Sampai sekarang aku
selalu terpikat bila melihat serangga kelap-kelip bernama kunang-kunang, yang
pertama kali diperkenalkan oleh ibu pada satu malam. Masih kuingat dengan jelas
saat itu. Aku berada di pangkuannya. Duduk di bangku taman. Dan sejauh mata
memandang dalam gelap malam, sejauh itu juga kutemukan hamparan kunang-kunang.
Seperti lampu jalanan kendaraan dari atas gedung bertingkat, ketika ibu
mengajakku ke tempat kerjanya.
Aku bertanya pada Ibu,
dari mana asal kunang-kunang. Mereka begitu banyak muncul di taman. Taman dekat
kuburan itu. Saking banyak aku ingin menangkapnya. Tapi apa jawab Ibu. “Kamu
jangan menangkapnya. Kamu belum tahu kan, kunang-kunang itu berasal dari kuku
orang-orang yang sudah mati?”
Pertama kali mendengar
bahwa kunang-kunang berasal dari kuku orang-orang yang sudah mati, aku
merinding. Ngeri. Membayangkan kunang-kunang cantik yang kami lihat saat itu
adalah manusia yang dulu hidup. Pernah hidup. Tapi lama kelamaan, merinding itu
hilang. Digantikan rasa ingin. Ingin menangkapnya. Memasukkannya ke dalam botol
kosong. Kupandangi di dalam kamar dengan lampu dimatikan sampai aku tertidur.
Dan bermimpi, kunang-kunang itu menjelma roh-roh manusia yang entah kenapa
ingin mengajakku bermain. Aku senang punya banyak teman. Meski mereka roh-roh
takkasat mata.
“Kita semua akan
menjadi kunang-kunang yang muncul dan tenggelam di balik gelap malam. Entah itu
muncul dari balik pikiran teman-temanmu, orang terdekatmu, atau dari balik
semak-semak itu. Tapi kamu jangan muncul dari balik semak-semak.”
Aku bertanya kepadanya.
Apa salahnya muncul dari balik semak-semak. Toh, sama-sama bercahaya
kelap-kelip. Sama-sama menawan orang-orang yang melihatnya.
“Itu tandanya, kamu
tidak diingat siapa-siapa.”
Aku tidak peduli.
Tapi Ibu peduli. Dia
mengajakku ke tempat ramai sehabis itu. Melihat kunang-kunang lain.

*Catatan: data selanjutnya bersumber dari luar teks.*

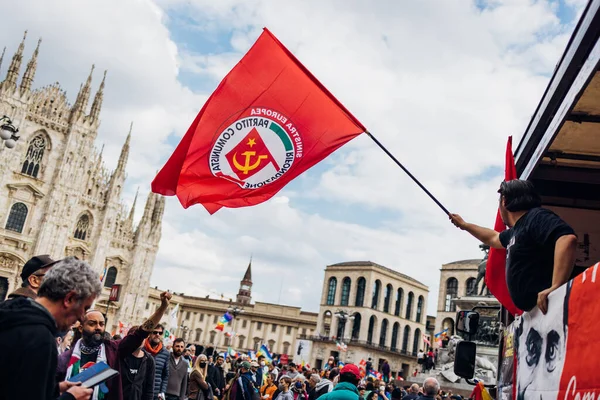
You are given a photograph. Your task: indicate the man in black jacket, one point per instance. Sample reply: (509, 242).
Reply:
(137, 371)
(32, 275)
(216, 377)
(28, 329)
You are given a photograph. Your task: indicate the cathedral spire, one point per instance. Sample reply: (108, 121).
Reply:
(97, 104)
(132, 212)
(125, 151)
(2, 56)
(244, 295)
(82, 97)
(30, 71)
(12, 75)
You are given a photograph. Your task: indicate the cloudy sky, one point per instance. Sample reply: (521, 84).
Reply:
(441, 83)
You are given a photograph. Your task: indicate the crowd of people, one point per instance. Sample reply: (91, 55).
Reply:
(49, 333)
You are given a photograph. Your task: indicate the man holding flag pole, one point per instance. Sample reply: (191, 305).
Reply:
(540, 246)
(270, 120)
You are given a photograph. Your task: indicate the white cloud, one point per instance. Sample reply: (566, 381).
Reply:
(442, 84)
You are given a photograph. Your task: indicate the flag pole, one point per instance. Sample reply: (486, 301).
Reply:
(382, 147)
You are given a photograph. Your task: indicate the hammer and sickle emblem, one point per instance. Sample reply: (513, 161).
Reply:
(247, 166)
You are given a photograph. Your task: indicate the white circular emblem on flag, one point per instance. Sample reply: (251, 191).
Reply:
(256, 150)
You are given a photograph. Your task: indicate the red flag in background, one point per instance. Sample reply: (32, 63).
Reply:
(495, 273)
(267, 122)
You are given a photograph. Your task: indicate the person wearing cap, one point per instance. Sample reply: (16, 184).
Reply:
(346, 388)
(293, 371)
(32, 274)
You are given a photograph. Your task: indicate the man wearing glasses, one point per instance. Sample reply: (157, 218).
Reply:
(93, 348)
(154, 346)
(32, 275)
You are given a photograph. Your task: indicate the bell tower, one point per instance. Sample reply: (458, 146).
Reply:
(245, 293)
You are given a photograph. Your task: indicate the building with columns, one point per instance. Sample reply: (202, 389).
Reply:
(57, 196)
(258, 323)
(457, 288)
(375, 312)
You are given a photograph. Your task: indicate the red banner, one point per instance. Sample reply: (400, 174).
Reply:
(495, 272)
(557, 352)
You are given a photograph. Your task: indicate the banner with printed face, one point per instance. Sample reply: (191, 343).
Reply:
(557, 353)
(505, 378)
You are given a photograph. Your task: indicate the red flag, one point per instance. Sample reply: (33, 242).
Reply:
(495, 273)
(267, 122)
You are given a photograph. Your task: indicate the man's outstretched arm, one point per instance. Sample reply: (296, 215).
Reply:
(485, 235)
(134, 339)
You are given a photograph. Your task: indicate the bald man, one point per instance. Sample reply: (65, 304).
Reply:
(93, 348)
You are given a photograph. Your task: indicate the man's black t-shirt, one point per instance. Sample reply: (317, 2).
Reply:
(86, 358)
(530, 254)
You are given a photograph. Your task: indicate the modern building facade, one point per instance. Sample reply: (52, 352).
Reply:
(257, 323)
(58, 198)
(370, 311)
(457, 280)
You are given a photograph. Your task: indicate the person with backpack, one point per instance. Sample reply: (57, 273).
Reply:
(198, 387)
(269, 388)
(284, 389)
(242, 386)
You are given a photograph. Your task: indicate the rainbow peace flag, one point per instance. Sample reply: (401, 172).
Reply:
(264, 351)
(224, 320)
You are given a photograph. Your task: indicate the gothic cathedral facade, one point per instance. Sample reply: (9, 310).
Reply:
(58, 198)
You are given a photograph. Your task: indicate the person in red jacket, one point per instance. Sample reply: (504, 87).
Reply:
(92, 348)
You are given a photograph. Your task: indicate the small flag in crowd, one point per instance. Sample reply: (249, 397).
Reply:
(173, 317)
(224, 320)
(440, 336)
(231, 352)
(264, 351)
(480, 392)
(426, 340)
(268, 121)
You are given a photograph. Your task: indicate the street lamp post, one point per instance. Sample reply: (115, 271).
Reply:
(343, 317)
(184, 329)
(235, 311)
(8, 132)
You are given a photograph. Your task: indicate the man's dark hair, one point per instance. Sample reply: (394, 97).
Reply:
(349, 377)
(519, 195)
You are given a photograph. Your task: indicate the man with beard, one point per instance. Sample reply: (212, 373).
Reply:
(216, 377)
(178, 375)
(154, 346)
(93, 348)
(28, 330)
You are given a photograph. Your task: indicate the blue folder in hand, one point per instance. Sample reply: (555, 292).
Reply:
(94, 375)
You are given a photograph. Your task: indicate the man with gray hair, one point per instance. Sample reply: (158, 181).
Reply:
(413, 392)
(431, 387)
(28, 329)
(318, 386)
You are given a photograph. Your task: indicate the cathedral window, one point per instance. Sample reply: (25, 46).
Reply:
(111, 277)
(82, 228)
(16, 217)
(33, 157)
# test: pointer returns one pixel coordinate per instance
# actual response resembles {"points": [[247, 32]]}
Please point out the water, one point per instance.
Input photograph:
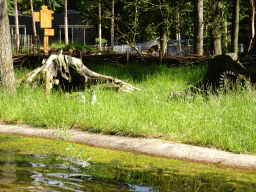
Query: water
{"points": [[25, 175], [51, 172]]}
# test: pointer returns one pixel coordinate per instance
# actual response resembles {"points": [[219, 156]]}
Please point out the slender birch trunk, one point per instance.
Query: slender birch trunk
{"points": [[100, 48], [17, 26], [7, 80], [198, 31], [66, 22], [33, 21], [112, 24]]}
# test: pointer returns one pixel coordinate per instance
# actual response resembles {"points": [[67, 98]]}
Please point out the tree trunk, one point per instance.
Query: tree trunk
{"points": [[251, 27], [235, 27], [33, 21], [16, 25], [66, 22], [198, 29], [112, 24], [163, 39], [71, 74], [225, 26], [100, 48], [7, 80], [216, 41]]}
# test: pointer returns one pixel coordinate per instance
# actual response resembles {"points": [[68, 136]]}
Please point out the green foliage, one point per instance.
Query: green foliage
{"points": [[212, 121], [102, 40]]}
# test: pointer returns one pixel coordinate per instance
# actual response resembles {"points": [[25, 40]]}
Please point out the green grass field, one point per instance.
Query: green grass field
{"points": [[226, 121]]}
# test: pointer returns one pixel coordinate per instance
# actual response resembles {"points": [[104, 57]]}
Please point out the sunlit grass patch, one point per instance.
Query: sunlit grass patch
{"points": [[224, 121]]}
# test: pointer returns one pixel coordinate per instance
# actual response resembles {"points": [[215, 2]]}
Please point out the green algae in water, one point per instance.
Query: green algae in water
{"points": [[40, 164]]}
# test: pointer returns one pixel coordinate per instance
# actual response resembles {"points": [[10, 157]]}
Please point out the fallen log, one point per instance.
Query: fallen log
{"points": [[71, 74]]}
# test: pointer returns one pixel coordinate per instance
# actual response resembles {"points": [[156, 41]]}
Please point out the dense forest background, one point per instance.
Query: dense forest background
{"points": [[147, 20]]}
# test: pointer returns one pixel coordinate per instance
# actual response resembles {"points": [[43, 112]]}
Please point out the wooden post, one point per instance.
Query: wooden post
{"points": [[127, 56], [46, 42], [160, 55], [45, 18], [16, 40], [38, 49], [47, 84]]}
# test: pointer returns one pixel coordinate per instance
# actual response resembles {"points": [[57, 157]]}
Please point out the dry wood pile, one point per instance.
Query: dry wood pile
{"points": [[71, 74]]}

Kunang-kunang buatan manusia yang hidup juga di lingkungan buatan manusia. Kami
menyusuri mall-mall, jalanan yang
padat merayap, bunyi klakson kendaraan di mana-mana, asap knalpot menusuk
hidung. Kami menjadi bagian darinya. Bagian dari kunang-kunang lain itu.
Tiba-tiba aku ingin
lari ke sana kembali. Ke taman itu. Memandang roh-roh manusia di dalam
keheningan malam.
Aku ingin kembali, tapi
Ibu menolak. Dia harus bekerja ke gedung bertingkat itu lagi. Aku dititipkan ke
rumah Bibi sampai Ibu menjemputku keesokan pagi. Menunggu Ibu menjemputku
adalah satu waktu yang panjang. Waktu yang membuat rasa inginku untuk menangkap
kunang-kunang, dan memasukkannya ke dalam botol kosong semakin besar.
Keinginanku memang
kesampaian. Ibu meninggal beberapa hari sesudahnya. Terjun dari atas gedung
tempatnya bekerja. Mendengar apa yang terjadi pada Ibu dari Bibi, aku tidak
lantas menemui mayatnya. Aku pergi ke taman itu. Kutunggu sampai malam tiba.
Dan tahukah kalian, aku melihat kunang-kunang yang semakin banyak jumlahnya.
Kutangkap satu-satu, sampai berjumlah dua puluh, sebab kuku Ibu ada dua puluh.
Aku menangkapnya agar Ibu masih bisa kulihat setiap hari.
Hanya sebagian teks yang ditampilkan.